『リピート』乾くるみ

リピート (文春文庫)

リピート (文春文庫)

もし、現在の記憶を持ったまま十ヶ月前の自分に戻れるとしたら?

というのが、この本の裏表紙に書かれている紹介文。タイムスリップ系の中でも、この「記憶をもったままでのタイムスリップ」というのはそれだけで一つのジャンルになるくらいに色々書かれているようです。私も何作かは読んだ記憶が。元々時間もののSFには割りと目がないワタクシなのですが、これは面白かったなぁ。
まず、設定が色々新鮮で楽しかった。偶発的ではなくて事前にわかっていて参加することを選ぶという方式。自分単独ではなく仲間がいる。ジャンプする期間は十ヶ月前に戻るという限定されたもの。で、なおかつ仲間が徐々に死んでゆく。
でもって、そこに付随して必然的に起きるドラマや葛藤が面白い。馬鹿だなぁ、そんなことをすれば今回の時間軸でこういう困難を招くに決まっているじゃないか、と思いつつ眺めたり、それはそれとして、で、この人の目的は……なんなんだ?この物語はどう収束するんだ???犯人が……いるの……か……?と首をかしげたり。

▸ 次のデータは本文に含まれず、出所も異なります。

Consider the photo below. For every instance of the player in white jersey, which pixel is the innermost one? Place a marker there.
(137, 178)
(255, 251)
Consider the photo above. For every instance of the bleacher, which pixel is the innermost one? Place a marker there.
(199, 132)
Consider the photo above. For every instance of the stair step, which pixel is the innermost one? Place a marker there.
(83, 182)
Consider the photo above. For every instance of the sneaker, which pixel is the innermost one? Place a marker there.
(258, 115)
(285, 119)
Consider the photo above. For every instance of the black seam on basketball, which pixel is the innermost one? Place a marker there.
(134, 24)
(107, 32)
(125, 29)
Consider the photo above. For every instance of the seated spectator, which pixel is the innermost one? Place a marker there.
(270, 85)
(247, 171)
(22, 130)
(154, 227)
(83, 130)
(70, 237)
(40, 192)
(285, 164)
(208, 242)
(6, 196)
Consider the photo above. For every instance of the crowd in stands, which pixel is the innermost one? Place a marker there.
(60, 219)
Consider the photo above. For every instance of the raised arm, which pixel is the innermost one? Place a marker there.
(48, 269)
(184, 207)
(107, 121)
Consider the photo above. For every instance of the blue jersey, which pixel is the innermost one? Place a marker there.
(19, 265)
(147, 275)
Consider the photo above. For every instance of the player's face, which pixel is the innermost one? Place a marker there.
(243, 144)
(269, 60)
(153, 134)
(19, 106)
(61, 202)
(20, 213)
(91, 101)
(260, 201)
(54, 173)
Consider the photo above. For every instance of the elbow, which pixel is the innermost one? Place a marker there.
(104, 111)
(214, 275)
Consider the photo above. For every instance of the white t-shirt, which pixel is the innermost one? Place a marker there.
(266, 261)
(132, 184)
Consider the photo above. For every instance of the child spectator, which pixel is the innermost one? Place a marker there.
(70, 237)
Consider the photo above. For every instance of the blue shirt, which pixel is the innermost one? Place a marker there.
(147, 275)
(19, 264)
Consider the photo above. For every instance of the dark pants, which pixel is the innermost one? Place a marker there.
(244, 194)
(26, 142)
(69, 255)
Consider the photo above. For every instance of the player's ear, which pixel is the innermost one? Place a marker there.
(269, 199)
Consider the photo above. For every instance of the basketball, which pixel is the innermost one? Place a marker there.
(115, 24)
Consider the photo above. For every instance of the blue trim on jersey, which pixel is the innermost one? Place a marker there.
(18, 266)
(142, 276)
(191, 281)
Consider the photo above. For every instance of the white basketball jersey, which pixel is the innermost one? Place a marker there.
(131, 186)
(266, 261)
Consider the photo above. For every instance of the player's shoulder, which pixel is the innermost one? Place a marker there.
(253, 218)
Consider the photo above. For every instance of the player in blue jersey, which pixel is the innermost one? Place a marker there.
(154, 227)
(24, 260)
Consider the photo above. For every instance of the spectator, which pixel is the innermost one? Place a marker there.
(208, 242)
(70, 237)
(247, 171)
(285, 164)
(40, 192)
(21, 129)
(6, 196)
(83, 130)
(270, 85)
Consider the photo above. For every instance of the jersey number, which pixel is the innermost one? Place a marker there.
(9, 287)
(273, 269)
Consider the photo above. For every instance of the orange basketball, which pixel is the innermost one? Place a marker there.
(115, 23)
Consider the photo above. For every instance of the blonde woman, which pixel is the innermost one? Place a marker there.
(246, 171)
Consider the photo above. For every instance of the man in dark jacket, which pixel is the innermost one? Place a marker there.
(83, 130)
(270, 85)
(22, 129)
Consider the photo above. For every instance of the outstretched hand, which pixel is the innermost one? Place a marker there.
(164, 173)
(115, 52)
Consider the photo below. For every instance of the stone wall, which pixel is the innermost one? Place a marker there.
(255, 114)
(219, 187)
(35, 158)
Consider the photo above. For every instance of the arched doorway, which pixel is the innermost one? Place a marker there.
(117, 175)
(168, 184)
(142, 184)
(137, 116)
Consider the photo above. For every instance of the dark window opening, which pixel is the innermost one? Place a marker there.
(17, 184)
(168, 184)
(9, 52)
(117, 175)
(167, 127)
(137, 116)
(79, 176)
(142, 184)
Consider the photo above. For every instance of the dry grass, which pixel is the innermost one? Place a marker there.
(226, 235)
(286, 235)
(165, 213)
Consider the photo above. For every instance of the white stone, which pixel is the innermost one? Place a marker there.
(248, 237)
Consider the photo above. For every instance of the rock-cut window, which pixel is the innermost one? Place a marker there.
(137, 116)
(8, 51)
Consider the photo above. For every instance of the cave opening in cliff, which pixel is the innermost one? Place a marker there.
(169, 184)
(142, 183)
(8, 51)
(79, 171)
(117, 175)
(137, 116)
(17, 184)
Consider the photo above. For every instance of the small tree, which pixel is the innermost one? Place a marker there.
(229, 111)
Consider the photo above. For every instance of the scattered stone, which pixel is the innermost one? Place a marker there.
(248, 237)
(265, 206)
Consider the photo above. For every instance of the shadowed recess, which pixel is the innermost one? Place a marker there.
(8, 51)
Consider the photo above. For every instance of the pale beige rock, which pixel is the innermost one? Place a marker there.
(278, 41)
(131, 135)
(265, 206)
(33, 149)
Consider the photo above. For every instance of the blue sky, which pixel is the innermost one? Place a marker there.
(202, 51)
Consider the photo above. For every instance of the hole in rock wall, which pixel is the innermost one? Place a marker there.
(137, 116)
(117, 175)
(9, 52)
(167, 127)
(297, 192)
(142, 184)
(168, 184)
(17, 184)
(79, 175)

一度行っただけの空の「位置」を記憶するのって、数値的に何かないとほとんど困難なんじゃないかーというのがひっかかりはするのですが
面白かったです。最後の最後のオチのつけかたも割りと好みでした。


とか、しれっと2009に読んだ本の感想を新年から書くワタクシでした。ううう。2009のまとめがなにひとつ書けなかった……!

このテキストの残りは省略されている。